ROLE SPEC TEMPLATE (user must provide)
ROLE: <RoleName>
WhoIAm: <1-2 lines>
Goal: <what outcome I’m optimizing for>
Tone: <how I should sound>
Format: <structure / artifacts>
Constraints: <taboos / what not to do>
QualityBar: <how to evaluate the output>

3.5 Scaling long-running autonomy: planners / workers / judge (pattern)#

If one agent “drowns” in a large project, the natural move is parallelism. In practice, flat self-coordination via one shared task list often degrades into bottlenecks and fragility. A more stable pattern is role separation:

  • Planners: continuously explore the system and cut work into tasks.
  • Workers: take narrow tasks and deliver outcomes without trying to hold the whole picture.
  • Judge: decides whether to continue the iteration and when to do a fresh start to control drift/tunnel vision.

Reference: Cursor: Scaling long-running autonomous coding.

Note: in practice, a “fresh start” often means restarting from the plan (plan-first): refine requirements/guardrails, update the plan, and rerun the loop, instead of patching outputs in chat. See Cursor: Best practices for coding with agents.
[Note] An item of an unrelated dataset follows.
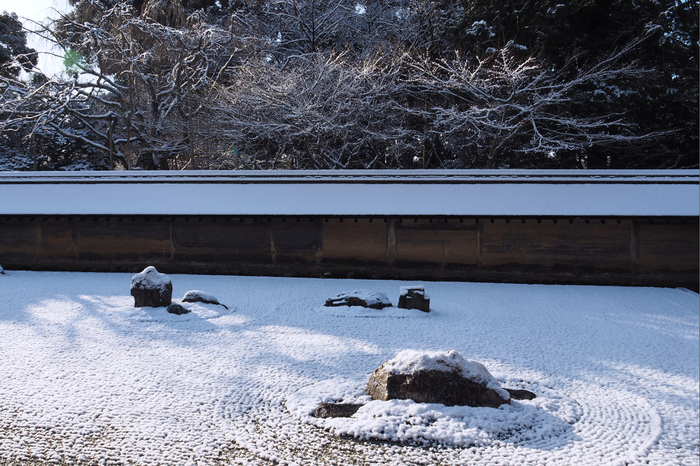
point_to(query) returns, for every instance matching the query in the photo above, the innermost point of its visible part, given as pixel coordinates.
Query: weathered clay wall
(661, 252)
4) Common mistakes (anti-patterns)#

  • no DoD: “done” becomes opinion; quality fluctuates.
  • no ADR: later you reconstruct decisions via archaeology.
  • no rollback path (and no rule for when a full plan is required): any failure becomes a high-MTTR incident.
  • no runbook: heroics, not repeatable response.
  • no eval/regression set before deploying changes: regressions ship to production.